OSLO: The managers of Norway’s sovereign wealth fund, the world’s biggest, expressed concern Tuesday about global trade tensions, which could heavily impact its value.
The fund posted a positive return of 1.8 percent, or 167 billion kroner ($19.8 billion), in the second quarter, helping erase a loss of 171 billion kroner in January-March that was attributed to a volatile stock market.
The Government Pension Fund Global, which saw its total value swell to 8.33 trillion kroner by the end of June, manages the country’s oil revenues in order to finance Norway’s generous welfare state when its oil and gas wells run dry.
But Norway’s central bank, which runs the fund, said geopolitical and trade tensions presented a risk.

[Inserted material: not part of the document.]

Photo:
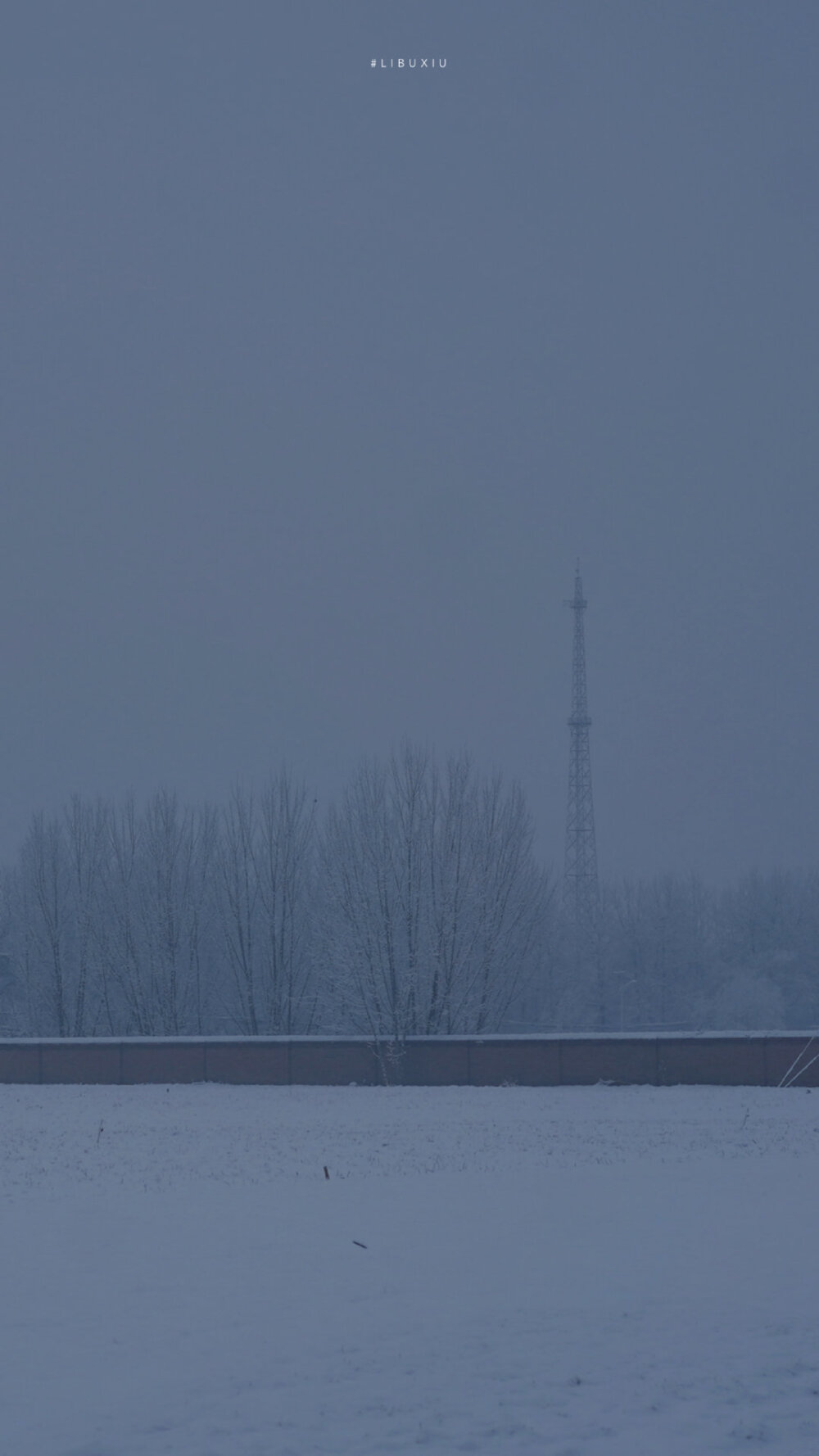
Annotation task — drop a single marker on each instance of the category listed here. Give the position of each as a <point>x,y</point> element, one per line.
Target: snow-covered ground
<point>572,1272</point>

“It’s fair to say that increased trade barriers or even trade wars will not be beneficial for the fund as a long-term global investor,” Trond Grande, the deputy chief of Norges Bank Investment Management, told reporters.
Markets are worried about a trade dispute between the United States and China. Accusing Beijing of unfair competition, the US administration is considering slapping a new round of levies worth $200 billion on Chinese goods.
Talks between the two slated for Wednesday and Thursday aimed at resolving the dispute have however eased concerns somewhat.
Following US-Turkey tensions that sent the Turkish lira and the Istanbul stock market tumbling, the Norwegian fund said its assets there were worth less than the 23 billion kroner they were at the beginning of the year.
“We’ve seen the market rise for a long time, that there are different political and geopolitical events in the world that can affect the market, and we have to be prepared for the fact that (the value of) the fund can go down a lot,” Grande concluded.
The fund’s strong second quarter was attributed primarily to its share portfolio, which accounts for 66.8 percent of its investments and which rose by 2.7 percent.
Real estate holdings, which account for 2.6 percent of its holdings, rose by 1.9 percent, while bond investments, which represent 30.6 percent, remained flat.
Faced with falling oil revenues in recent years, the Norwegian government has been tapping the fund to finance public spending since 2015. But with oil prices recovering, the fund registered its first inflow in three years in June.